Mauvaise blague

6 minutes de lecture

Mon sang coule dans la baignoire et mes larmes ne cessent de couler le long de mes joues. J'ai mal. Mes poignets me brûlent, mais cette douleur physique n'est rien comparé à celle que je ressens dans le cœur.


Je reste plusieurs minutes à regarder mon sang couler, caressant ma peau tout en faisant des cercles dessus avec mes pouces. À cet instant, je suis prête à faire l'impensable pour que mon enfer s'arrête. Je me surprends même à fermer les yeux, me laissant lentement glisser dans le fond de la baignoire.


À peine sont-ils fermés, que cette nuit revient brutalement me hanter. Je me redresse subitement, les paupières grandes ouvertes. J'attrape alors mon bâillon avant de l'enrouler fermement autour de mon poignet gauche, sortant immédiatement de la baignoire pour m'occuper de l'autre.


Je prends ensuite la trousse de secours dans le placard au-dessus du lavabo et sors le nécessaire pour soigner et panser mes plaies. J'ai l'habitude pour l'avoir fait tellement de fois. Sécher, désinfecter et panser. Ce sont des gestes que je répète au quotidien.


Une fois mes blessures soignées, je jette la serviette dans le lavabo que j'ai rempli d'eau. J'ajoute ensuite de la javel dedans pour faire disparaître les taches de sang. Je ne souhaite pas que mes parents voient ça. Quand bien-même le verraient-ils. S'en soucieraient-ils ? Rien n'est moins sûr.


Je me regarde dans le miroir, passant une main sur cette cicatrice qui me tue progressivement.


« Tout ça, c'est à cause de toi, dis-je tout en rigolant, parlant à cette fichue marque, comme si elle allait me répondre. »


Je secoue vivement ma tête avant d'éteindre la lumière de la salle de bains et de me diriger vers mon lit, dans lequel je m'allonge après avoir remonté la couverture jusque sous mon menton. Je mets l'alarme de mon téléphone avant de fermer les yeux, et de me laisser peu à peu emporter par le sommeil.


Ce sont les rayons du soleil qui finissent par me réveiller, avant même que mon alarme ne sonne. Je me lève, direction la salle de bains. Comme tous les jours, je fais mon train-train quotidien, néanmoins, cette fois-ci, je change mes pansements. Mes plaies sont nettes, propres, mais pas profondes. Il m'a fallu des années pour les perfectionner, sans pour autant gravement me blesser. Je ne suis pas assez courageuse pour ça de toute façon. Et bien que je subisse continuellement, je ne souhaite pas donner raison à tous ces salauds qui se fichent éperdument de ce que je vis ou de ce que je ressens. Quelque part, une petite voix au fond de moi me répète constamment que j'ai encore beaucoup de belles choses à vivre. Que je dois continuer à m'accrocher, car je finirais forcément par rencontrer des jours meilleurs. J'aimerais le croire, vraiment. Mais quand ?

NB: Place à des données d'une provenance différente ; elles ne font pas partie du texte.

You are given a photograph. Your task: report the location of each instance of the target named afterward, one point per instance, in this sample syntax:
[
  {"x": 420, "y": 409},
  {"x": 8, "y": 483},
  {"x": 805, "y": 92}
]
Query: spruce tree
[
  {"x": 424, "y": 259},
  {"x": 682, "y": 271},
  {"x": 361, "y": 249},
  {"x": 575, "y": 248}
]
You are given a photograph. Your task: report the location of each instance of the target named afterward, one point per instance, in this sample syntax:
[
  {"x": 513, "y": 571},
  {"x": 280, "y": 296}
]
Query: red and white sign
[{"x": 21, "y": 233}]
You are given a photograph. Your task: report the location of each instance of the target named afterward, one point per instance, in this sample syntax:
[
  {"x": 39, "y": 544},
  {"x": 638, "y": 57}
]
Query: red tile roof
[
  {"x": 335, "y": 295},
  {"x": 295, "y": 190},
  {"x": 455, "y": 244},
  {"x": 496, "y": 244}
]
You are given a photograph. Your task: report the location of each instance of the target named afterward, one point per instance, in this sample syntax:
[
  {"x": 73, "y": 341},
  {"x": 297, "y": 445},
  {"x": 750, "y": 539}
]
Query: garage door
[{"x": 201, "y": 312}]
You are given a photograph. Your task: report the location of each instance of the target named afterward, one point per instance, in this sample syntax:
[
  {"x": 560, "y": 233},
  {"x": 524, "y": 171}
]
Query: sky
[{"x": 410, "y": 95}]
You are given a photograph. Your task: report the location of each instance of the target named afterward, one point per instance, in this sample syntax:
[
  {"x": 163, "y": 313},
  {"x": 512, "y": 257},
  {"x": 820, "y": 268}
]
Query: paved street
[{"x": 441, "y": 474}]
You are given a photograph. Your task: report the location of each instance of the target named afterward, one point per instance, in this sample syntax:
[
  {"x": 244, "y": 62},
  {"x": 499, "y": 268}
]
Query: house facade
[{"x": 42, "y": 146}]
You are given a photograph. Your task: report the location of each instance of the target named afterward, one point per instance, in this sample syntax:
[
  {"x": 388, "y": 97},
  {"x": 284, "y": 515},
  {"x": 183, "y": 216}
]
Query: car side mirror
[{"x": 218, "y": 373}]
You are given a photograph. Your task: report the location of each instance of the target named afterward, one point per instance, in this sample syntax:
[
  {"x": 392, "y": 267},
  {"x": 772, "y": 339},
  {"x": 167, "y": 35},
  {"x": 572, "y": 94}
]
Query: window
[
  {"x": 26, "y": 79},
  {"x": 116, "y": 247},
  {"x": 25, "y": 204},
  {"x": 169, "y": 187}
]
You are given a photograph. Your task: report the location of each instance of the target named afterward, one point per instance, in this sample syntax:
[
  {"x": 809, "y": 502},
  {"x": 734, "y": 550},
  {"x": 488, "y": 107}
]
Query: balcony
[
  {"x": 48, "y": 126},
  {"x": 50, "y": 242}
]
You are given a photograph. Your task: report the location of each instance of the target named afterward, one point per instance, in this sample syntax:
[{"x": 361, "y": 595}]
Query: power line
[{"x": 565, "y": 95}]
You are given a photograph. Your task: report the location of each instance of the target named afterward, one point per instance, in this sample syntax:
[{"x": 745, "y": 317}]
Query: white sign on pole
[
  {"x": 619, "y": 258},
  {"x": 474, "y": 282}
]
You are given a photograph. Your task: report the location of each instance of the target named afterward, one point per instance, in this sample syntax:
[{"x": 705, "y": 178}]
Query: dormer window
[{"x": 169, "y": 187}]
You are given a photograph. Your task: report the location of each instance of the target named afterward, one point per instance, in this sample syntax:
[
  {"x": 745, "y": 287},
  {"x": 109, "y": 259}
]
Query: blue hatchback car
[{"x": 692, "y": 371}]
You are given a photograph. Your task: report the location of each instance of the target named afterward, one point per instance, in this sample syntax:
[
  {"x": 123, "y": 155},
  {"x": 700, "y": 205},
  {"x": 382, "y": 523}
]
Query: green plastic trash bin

Une fois prête, je descends à la cuisine. Il n'y a personne, ce qui n'est pas plus mal étant donné la terminaison de notre soirée. Je n'ai pas été tendre avec ma mère, je le sais. Comme je sais qu'elle ne dira rien, et qu'elle ne me punira pas non plus, car au fond, tout ce que j'ai dit est la stricte vérité, et elle le sait parfaitement.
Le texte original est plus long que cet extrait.